30 - Rhesa and His Charm

1.6K 135 60
                                    

30 - Rhesa and His Charm

---

  Rhesa baru saja menemukan koper berisi puluhan juta rupiah di dalamnya.

  Okay, aku bohong. Aku hanya mencari alasan yang kira-kira cukup akurat dari ekspresi super bahagia pada wajahnya sepanjang hari ini.

  Mulai dari saat ia tiba di dalam kelas dan menyapa semua murid satu persatu, memberi high five sembari menanyakan bagaimana kabar mereka (padahal kemarin baru bertemu??)

  Ia juga, dalam momen yang random, tiba-tiba menyenandungkan lagu-lagu ceria sambil menggoyangkan kepalanya. Di jam belajar, untuk pertama kali setelah belasan tahun mengenalnya, aku melihat ia sungguh-sungguh memperhatikan guru yang sedang mengajar, tak mengobrol dengan Chiko atau bahkan menoleh padanya. Dan tak lupa juga kuberitahu bahwa tak pernah satu menit pun ia menghilangkan senyuman atau cengiran lebar pada bibirnya. Aku bahkan tak heran jika ada seseorang dari radius 1 kilometer yang bisa ikut merasakan aura bahagia pada Rhesa.

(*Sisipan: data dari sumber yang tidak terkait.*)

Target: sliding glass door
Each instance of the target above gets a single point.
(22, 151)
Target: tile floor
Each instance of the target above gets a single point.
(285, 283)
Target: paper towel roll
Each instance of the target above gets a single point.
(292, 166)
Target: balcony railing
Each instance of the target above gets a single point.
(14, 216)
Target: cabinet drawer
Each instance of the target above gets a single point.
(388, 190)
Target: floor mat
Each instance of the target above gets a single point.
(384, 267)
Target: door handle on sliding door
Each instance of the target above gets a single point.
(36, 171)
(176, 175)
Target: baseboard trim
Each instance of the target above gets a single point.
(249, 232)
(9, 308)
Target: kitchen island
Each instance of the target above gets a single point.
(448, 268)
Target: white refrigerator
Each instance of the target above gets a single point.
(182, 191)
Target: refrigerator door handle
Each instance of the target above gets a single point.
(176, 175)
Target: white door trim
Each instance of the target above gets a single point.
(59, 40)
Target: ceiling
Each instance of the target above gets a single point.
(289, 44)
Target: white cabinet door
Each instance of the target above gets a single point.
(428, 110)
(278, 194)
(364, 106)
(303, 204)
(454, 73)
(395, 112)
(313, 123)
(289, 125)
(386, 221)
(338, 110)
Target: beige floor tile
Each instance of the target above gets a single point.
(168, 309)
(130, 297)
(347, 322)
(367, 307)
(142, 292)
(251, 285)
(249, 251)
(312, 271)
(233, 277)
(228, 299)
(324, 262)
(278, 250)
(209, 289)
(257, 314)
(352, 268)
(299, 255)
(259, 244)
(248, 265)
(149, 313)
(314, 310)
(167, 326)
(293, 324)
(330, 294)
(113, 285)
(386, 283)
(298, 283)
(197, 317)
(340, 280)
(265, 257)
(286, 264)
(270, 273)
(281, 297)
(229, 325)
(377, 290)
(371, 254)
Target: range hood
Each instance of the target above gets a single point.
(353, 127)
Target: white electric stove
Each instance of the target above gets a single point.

  Dalam beberapa alasan masuk akal, kurasa aku tau apa—bukan, siapa penyebab dibalik semua itu. Dan aku akan mengkonfirmasikan benar atau tidaknya perkiraanku sesaat lagi.

  Kini aku sedang dalam perjalanan menuju ke kelas 12-F, mencari seseorang yang berani-beraninya tak muncul di kantin padahal aku sudah menunggunya sejak bel istirahat berbunyi lima belas menit yang lalu. Cih, dia pikir aku tak bisa dengan mudah menemukan di mana kelasnya.

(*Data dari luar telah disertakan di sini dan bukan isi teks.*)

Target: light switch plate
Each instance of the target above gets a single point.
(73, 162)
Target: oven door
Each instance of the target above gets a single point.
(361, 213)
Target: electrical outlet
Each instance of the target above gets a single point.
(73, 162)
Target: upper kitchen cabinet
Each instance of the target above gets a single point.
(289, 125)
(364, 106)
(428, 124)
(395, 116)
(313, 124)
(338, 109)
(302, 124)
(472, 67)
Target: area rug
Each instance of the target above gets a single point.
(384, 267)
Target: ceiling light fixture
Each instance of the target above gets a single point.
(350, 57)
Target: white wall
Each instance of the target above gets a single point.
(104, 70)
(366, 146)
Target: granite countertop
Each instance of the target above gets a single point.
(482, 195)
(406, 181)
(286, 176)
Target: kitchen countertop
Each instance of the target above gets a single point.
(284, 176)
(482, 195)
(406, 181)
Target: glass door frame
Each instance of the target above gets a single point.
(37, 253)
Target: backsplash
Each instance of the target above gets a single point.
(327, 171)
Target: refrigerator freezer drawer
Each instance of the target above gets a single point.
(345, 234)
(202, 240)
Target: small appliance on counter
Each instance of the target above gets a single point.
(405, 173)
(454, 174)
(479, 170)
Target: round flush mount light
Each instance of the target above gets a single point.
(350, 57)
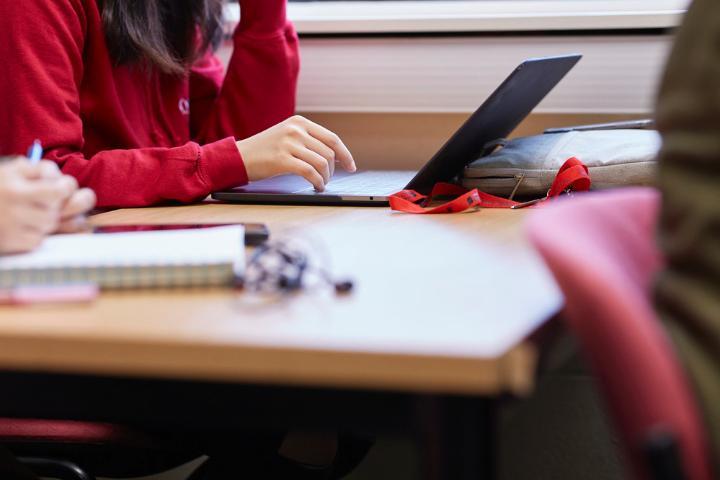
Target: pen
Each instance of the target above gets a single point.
(35, 152)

  Begitu tiba di depan pintu dengan papan bertuliskan 12-F di atasnya, tanpa berpikir dua kali aku langsung bergerak masuk ke dalam. Mataku mengelilingi seisi ruangan dan menyadari bahwa hampir semua pasang mata murid yang tak pergi ke kantin kini tertuju padaku. Namun aku tak sempat mengurusi mereka karena telah dibuat fokus pada satu-satunya murid yang tak memperhatikanku, yang duduk di barisan kedua dari belakang dengan kepala menempel di meja serta earphone pada telinganya.

  Aku melangkah mendekati mejanya, masih mengabaikan tiap mata yang mengikuti langkah kakiku. Aku kemudian duduk di bangku kosong yang ada di depannya lalu melepas paksa earphone yang ia pakai dan mendaratkannya di atas meja.

  "What the fu—"

  Vita menghentikan kalimatnya seketika begitu ia mengadahkan kepalanya. Kedua matanya terbelalak kaget mendapati sosokku di depannya yang kubalas dengan tampang super datar di wajahku sambil melipat kedua tanganku di depan dada.

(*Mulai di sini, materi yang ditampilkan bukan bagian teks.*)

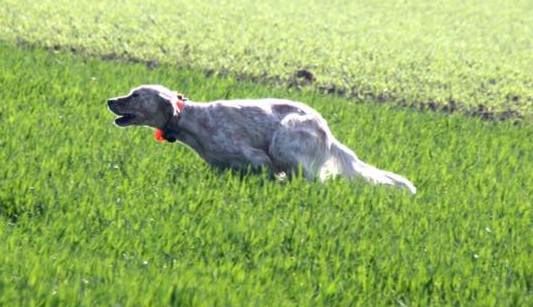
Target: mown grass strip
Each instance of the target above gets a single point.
(95, 215)
(470, 56)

  Sadar dari kekagetannya, Vita pun menormalkan kembali ukuran matanya dan saat itulah kami memulai staring contest. Aku mendengus keras dalam hati. Jika ada satu hal yang belum diketahui Vita tentang diriku, adalah bahwa aku amat ahli dalam bidang ini.

  Hampir satu menit berlalu dan aku masih tak mengedipkan sepasang mataku sekalipun. Vita juga begitu, namun aku bisa melihat ia sudah tak mampu bertahan lebih lama lagi, terbukti dari caranya yang sesekali memelotot untuk meregangkan otot-otot matanya. She was good, I'll give her that. Tapi dengan kondisiku yang masih baik-baik saja, aku sudah tau siapa yang akan memenangkan kontes ini.

  Aku tak asal bicara, karena tepat pada waktunya, Vita langsung kalah telak begitu ia menutup matanya seraya merintih kesakitan hingga ia melepas kacamatanya kemudian mengusap-usap kedua bola matanya.